Organization/Pattern help needed for organizing nodes in "mmo-lite" space game

Godot Version

4.3

Question

I’m reaching a point where my project needs some better organization, I’m starting to get noddly messes, circular references, and “oh no do I need to use sqlite?”

I’m very slowly working on an space mmo-lite (think X4 or elite dangerous) with the intention of always running, so I am trying to leverage the multiplayer spawners and synchronizers as much as possible to make live joining easier.

The current structure is that each star system is in its own subviewport for different physics worlds. Each subviewport has ships spawners. Each ship has its own spawner for Character nodes (this is so PC and NPC characters can man different stations on a ship). Due to issues with multiplayerspawner and reparenting nodes, a characternode is destroyed and recreated when they move to another ship.

Now my problem, I need to reference characters in other game systems and I can’t figure out how to do it cleanly. For example: I am implementing factions, and factions will have a leader and need to reference the character node. MultiplayerSynconizer doesn’t sync any type of Variant. Character nodes are destroyed/created on a decent basis so FactionNode.leader would need to be updated every time. I will eventually implement network visibility so a client might not even know about the character.

I would suggest that you reimagine your “Character” as a Resource instead of a Node3D. You can keep a reference of all characters in a global script. You can implement Factions system that reference these characters, etc. They don’t need to exist in the physical world at all.
When you need to spawn a character physically within the world, you can have a Node3D with a 3D model, colliision, etc., that also additionally holds a reference to the proper “Character” (Resource).
This way when you remove the physical character from the scene, it’s only the Node3D you are removing, but the Resource stays in the memory to be reused, respawned, referenced, etc.

Oh. Oh! I love those moments when you learn about a new feature! Got a couple follow up questions:

  1. New characters will be created dynamically (ex, new player joining) and I’m not sure how to manage this in gdscript, or find a reference to it. The tutorials and documents seem to assume all the custom resource instances are predefined in the editor.

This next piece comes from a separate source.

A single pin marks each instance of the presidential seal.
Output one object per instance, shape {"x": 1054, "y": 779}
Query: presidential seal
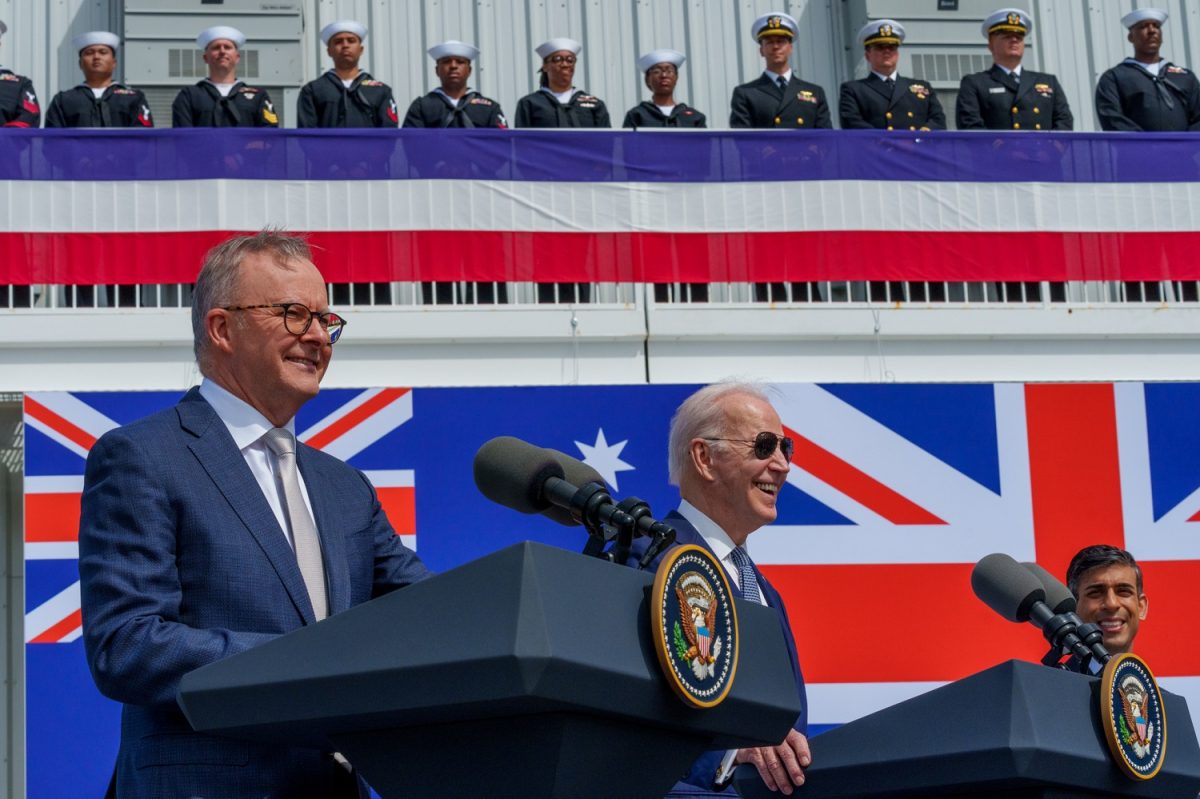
{"x": 1133, "y": 716}
{"x": 695, "y": 625}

  2. Would making a CharacterManager node or singleton be the best way to manage the resources.

  3. Clients will need to get and update the resources from the server. Because it is dynamic, I assume I’ll need to use rpc to maintain the list?

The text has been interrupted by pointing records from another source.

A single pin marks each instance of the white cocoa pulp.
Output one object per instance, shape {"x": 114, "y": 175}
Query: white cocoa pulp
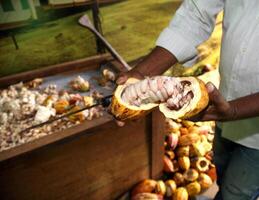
{"x": 158, "y": 89}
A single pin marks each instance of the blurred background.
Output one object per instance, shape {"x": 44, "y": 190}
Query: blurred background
{"x": 38, "y": 33}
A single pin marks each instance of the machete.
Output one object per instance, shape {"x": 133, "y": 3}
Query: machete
{"x": 105, "y": 102}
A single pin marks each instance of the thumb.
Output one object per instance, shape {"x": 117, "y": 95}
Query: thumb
{"x": 216, "y": 98}
{"x": 122, "y": 79}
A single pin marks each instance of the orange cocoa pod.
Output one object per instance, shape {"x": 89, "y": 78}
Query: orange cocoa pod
{"x": 147, "y": 196}
{"x": 191, "y": 175}
{"x": 184, "y": 162}
{"x": 160, "y": 188}
{"x": 145, "y": 186}
{"x": 212, "y": 174}
{"x": 182, "y": 151}
{"x": 184, "y": 131}
{"x": 181, "y": 194}
{"x": 205, "y": 181}
{"x": 189, "y": 139}
{"x": 178, "y": 178}
{"x": 168, "y": 165}
{"x": 61, "y": 106}
{"x": 193, "y": 188}
{"x": 170, "y": 187}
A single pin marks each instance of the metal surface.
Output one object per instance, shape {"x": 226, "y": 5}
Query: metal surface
{"x": 62, "y": 81}
{"x": 85, "y": 22}
{"x": 105, "y": 101}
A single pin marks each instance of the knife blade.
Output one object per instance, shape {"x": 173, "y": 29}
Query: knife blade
{"x": 105, "y": 102}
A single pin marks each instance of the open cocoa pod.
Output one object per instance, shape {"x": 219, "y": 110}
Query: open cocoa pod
{"x": 176, "y": 97}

  1. You can create new instances of Resources by calling Resource.new(). I like to make a custom constructor that allows to create a resource with all the data already included in one method, E.g.
class_name Character
extends Resource

var name: String
var level: int
var experience: int
var money: int
var faction: Faction

static func create(name: String, level: int, experience: int, money: int, faction: Faction) -> Character:
	var new_character: Character = Character.new()
	new_character.name = name
	new_character.level = level
	new_character.experience = experience 
	new_character.faction = faction 
	return new_character

Then in your CharacterManager class you can create new instances of Characters and store them in an array for future reference, e.g. this loop will create 5 new semi-random characters.

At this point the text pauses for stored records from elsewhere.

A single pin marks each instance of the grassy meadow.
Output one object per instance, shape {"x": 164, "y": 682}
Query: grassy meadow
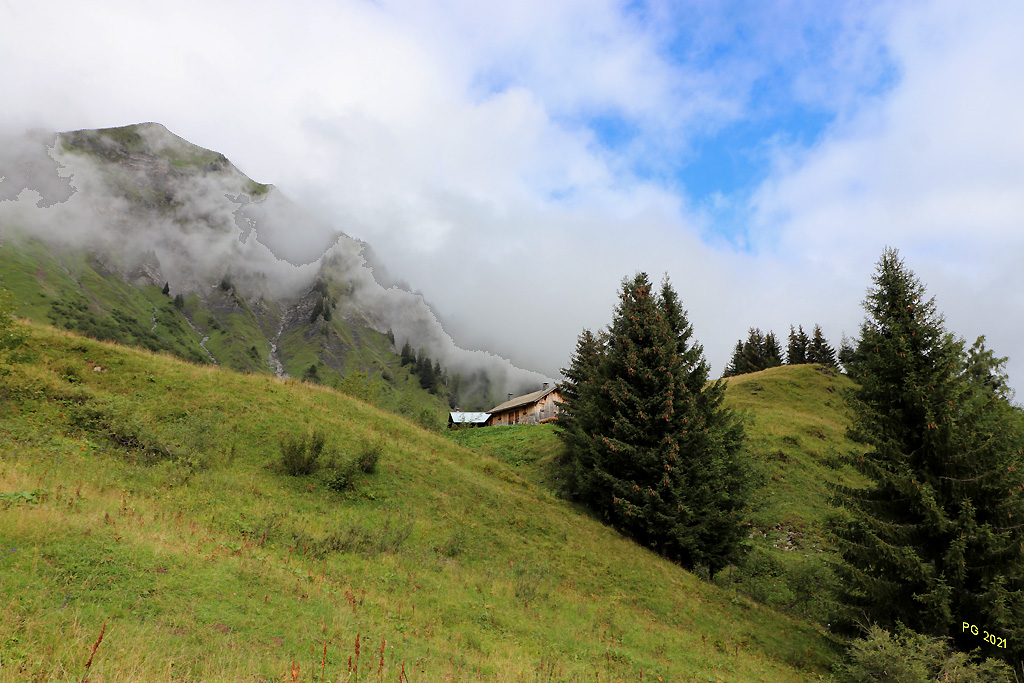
{"x": 142, "y": 500}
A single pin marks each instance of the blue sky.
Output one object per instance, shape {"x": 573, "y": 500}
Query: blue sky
{"x": 515, "y": 161}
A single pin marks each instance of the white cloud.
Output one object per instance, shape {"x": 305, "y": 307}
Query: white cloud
{"x": 452, "y": 136}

class_name CharacterManager
extends Node

var characters: Array[Character]
var factions: Array[Faction]

func _ready() -> void:
	for i in 5:
		var new_character: Character = Character.create("Player " + str(i), i, i, factions.pick_random())
		characters.append(new_character)
  1. Yes, that’s a good idea.
  2. I’m unfortunately not qualified enough about the over-the-network solutions, so I won’t be able to advise you on that.